On the frontier any threats to peace and safety were countered by a loosely organised militia known as the Kommando. Members of the Kommando comprised of male volunteers of various ages, capable of fighting and enduring the rigours of bush life as well as long hours in the saddle. Often three generations of grandfather, father and grandson was represented in the same Kommando. They were in most cases equipped with their own private arms, horse and possibles. Biltong (dried meat) and rusks formed the bulk of their rations. They traveled light and with speed, master hunters and experts at field craft. They did not wear uniforms using only their civilian clothes.

Sir Winston Churchill was so impressed with the Kommandos while fighting them (and captured by them) during the 2nd South African War (that is the 2nd Anglo Boer War 1899-1902) that he adopted the same name for his crack raiding corps, the Commandos during World War II.

The Kommando became an integral part of the South African Defense Force’s reserve component but is now sadly disbanded. When the SADF became the South African National Defense Force in 1994 a political decision was made to disband and phase out the Kommando. In certain parts of South Africa, especially in farming regions and border areas the Kommando was a valuable civil defense mechanism on farms plagued by crime and countless vicious farm murders. The farm murders regretfully continue even though the Kommandos don’t. Alternate police reserve mechanisms are in place but only time will tell. It is also illegal to conduct or participate in any form of private military or paramilitary training that is not part of the sanctioned government security forces. Therefore any form of Kommando as it existed in past history as a volunteer militia is illegal under current South African law.

Kommando days

Boer ready for Kommando

It seems that musketoons were favoured by the frontiersmen in Southern Africa including the native tribesmen. Every example of an Enfield or Snider (Enfields converted to breach loaders)  rifle that I have thus far come across in museums or private collections were musketoons. Some examples seem to have started out as pattern 53 long rifles but were cut down to musketoon length on the frontier. The reason probably being that the horse was the common means of transport and a long rifle would prove cumbersome in a context other than on foot in infantry applications. Therefore for hunting and military use the musketoon would have been the better option for Boer, Imperialist or native African.

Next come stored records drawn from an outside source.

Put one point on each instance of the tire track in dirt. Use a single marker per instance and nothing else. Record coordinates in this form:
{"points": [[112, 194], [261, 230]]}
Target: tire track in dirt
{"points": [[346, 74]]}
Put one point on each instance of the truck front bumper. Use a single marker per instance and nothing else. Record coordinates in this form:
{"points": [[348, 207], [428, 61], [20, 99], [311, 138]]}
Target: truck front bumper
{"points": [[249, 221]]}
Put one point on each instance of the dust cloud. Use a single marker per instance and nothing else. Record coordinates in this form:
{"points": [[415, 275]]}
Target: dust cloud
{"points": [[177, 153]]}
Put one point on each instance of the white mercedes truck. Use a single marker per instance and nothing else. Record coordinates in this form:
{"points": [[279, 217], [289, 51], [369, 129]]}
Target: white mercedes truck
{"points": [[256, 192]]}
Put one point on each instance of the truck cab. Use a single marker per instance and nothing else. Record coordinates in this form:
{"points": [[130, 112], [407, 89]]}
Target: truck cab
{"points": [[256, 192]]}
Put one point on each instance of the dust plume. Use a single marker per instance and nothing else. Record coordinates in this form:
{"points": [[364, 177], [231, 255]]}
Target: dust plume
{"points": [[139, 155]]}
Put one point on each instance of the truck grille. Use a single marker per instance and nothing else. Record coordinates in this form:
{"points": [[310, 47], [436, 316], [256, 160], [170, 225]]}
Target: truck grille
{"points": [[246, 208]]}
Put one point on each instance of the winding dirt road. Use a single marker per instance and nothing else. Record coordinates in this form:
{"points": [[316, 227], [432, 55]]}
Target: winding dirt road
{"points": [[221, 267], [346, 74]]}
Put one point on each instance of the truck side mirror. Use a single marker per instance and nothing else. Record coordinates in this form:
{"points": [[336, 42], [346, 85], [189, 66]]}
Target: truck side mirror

Shorter bushveld rifles are still very popular in South Africa and many of us shortened our .303 Lee Enfields into handy bushveld carbines when we sporterised them .

The picture below is of a musketoon preserved at the Queens Fort in Bloemfontein. This rifle saw action in the Freestate during the Basotho Wars (1858-1868) between the Afrikaner Boer Settlers and the Basotho people of Moshesh over land and cattle disputes.


Original Tower musketoon from Freestate

African Patch Knife

A patch knife I made from the blade of a broken pocket knife and the wood from an old walking stick. The stick came from a jumble sale and was cut from some local African tree, probably a thorn tree. It slices patches from the muzzle like a sharp razor shaves a scruffy beard off the chin.patch-knife


enfield-musketoon 1861

A musketoon is a carbine or shorter version

of a standard (obviously long) musket.

A musket is a muzzle loading firearm consisting

of a lock, stock and barrel.

The lock would primarily either be flint or percussion.

The barrel may be smooth bore or rifled.